Nurses to Rally to Protect Freedom to Have a Voice at Work

5-25-06, 9:47 am





With a big decision expected soon from the Bush National Labor Relations Board (NLRB) that could further erode fundamental workers’ rights, nurses are fighting back. Some 7,000 nurses and other health care workers in nine New Jersey hospitals voted overwhelmingly to strike if they cannot reach a fair contract agreement. Continuing negotiations at all nine hospitals are focused on safe staffing ratios and working conditions and retirement security.

Tonight, the nurses and their allies in the union movement and the community will rally to protect their rights.

Janet Bass of AFT’s communications department sent this information:

While the NLRB is considering how to stick it to nurses and unions and patients, the AFL-CIO isn’t waiting around for the boom to hit. What better place than Liberty Park in New Jersey, in the shadow of the Statue of Liberty, to kick off a national campaign on nurses’ right to union protection.

Tonight, RNs Working Together, a coalition of eight AFL-CIO unions representing more than 200,000 registered nurses, will join AFL-CIO President John Sweeney, leaders and members of AFT Healthcare’s New Jersey union (Health Professionals and Allied Employees) and other unions, to say loud and clear that the NLRB should not mess with workers’ union protection.

The nurses are seeking a union voice at work to speak out for high patient care standards, safe staffing levels and other health care concerns.

In 2001 the U.S. Supreme Court issued a ruling in NLRB v. Kentucky River Community Care that made it easier for employers to argue that RNs are “supervisors” and therefore ineligible to join unions. The Bush NLRB is expected to decide sometime this summer which private-sector nurses should be considered supervisors. Three cases—Oakwood Healthcare Inc., Golden Crest Healthcare Center and Croft Metals Inc.—have been combined and are now under consideration that could label millions of nurses as supervisors. This decision could seriously affect the freedom of nurses and millions of other workers across the nation to join unions.
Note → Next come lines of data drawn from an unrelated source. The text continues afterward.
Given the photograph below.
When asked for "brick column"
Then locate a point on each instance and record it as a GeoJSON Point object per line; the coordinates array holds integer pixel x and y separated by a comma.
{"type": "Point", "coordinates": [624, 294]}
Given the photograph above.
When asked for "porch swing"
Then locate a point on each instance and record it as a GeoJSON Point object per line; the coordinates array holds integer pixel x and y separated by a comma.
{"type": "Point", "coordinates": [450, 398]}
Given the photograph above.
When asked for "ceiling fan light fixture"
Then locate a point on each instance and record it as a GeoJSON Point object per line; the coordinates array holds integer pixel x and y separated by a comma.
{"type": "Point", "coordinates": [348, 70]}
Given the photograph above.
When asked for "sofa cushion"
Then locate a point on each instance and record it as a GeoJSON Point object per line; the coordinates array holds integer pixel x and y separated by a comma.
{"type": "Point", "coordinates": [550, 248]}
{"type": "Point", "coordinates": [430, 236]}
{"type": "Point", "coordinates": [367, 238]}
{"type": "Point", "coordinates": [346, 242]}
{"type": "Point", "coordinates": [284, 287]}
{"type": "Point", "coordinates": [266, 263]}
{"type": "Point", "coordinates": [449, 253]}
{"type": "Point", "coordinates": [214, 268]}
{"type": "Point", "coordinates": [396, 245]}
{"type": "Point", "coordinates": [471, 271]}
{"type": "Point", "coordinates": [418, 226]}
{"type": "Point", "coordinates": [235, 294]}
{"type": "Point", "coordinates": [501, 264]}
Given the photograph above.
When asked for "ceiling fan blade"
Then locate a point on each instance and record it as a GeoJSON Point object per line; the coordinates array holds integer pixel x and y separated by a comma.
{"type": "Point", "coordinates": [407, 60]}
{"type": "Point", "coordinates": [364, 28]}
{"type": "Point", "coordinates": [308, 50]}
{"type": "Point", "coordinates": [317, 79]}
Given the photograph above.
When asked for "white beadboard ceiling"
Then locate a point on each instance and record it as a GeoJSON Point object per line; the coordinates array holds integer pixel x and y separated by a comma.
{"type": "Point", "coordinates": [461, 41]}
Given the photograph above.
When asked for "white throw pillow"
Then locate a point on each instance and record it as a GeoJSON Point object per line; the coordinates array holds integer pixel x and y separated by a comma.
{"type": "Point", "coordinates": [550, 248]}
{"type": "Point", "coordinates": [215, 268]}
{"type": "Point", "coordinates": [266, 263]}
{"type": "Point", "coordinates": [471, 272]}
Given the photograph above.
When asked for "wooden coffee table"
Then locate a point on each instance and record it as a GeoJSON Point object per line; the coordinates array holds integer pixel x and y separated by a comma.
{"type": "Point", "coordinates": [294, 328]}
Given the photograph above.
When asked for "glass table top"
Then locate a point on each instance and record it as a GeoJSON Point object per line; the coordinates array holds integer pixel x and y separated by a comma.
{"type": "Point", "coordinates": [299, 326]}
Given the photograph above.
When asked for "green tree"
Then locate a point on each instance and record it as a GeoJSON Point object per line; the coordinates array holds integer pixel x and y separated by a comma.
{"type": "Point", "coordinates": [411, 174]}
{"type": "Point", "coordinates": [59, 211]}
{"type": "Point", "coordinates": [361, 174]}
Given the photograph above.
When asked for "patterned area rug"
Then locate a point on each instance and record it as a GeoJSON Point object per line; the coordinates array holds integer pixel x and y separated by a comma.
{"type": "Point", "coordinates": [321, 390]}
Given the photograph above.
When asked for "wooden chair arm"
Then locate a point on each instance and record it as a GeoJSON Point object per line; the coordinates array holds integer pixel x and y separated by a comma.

The issue is whether skilled workers, like nurses, should be considered supervisors because, on the basis of their greater knowledge and expertise, they give instructions to lesser skilled employees about how and when to perform certain tasks. For example, registered nurses who tell nurse’s aides to perform certain tasks for particular patients and journeymen/building trades workers who direct other workers on a crew are in real danger of being falsely categorized as management under a new interpretation of the law. The National Labor Relations Act (NLRA) does not protect the right of supervisors to join unions and permits employers to discipline or fire them for supporting the union.

An unfavorable decision by the NLRB—which is becoming increasingly hostile to workers as President Bush’s appointees settle in—would allow employers to reclassify nurses and other workers as “supervisors” to avoid recognizing or bargaining with their unions.

NLRB decisions already have stripped workers’ federally protected freedom to form unions. A bad ruling in this case would label millions of workers as supervisors and remove them from coverage by the NLRA, further constricting the freedom to form unions and bargain collectively.

Currently, 135 cases are being held up at the NLRB waiting for these decisions; 60 are union election cases. In some of these cases, workers who voted on forming a union several years ago are still waiting for their ballots to be counted. If the NLRB issues a broad decision, many of the workers who voted in these elections will never have their votes counted.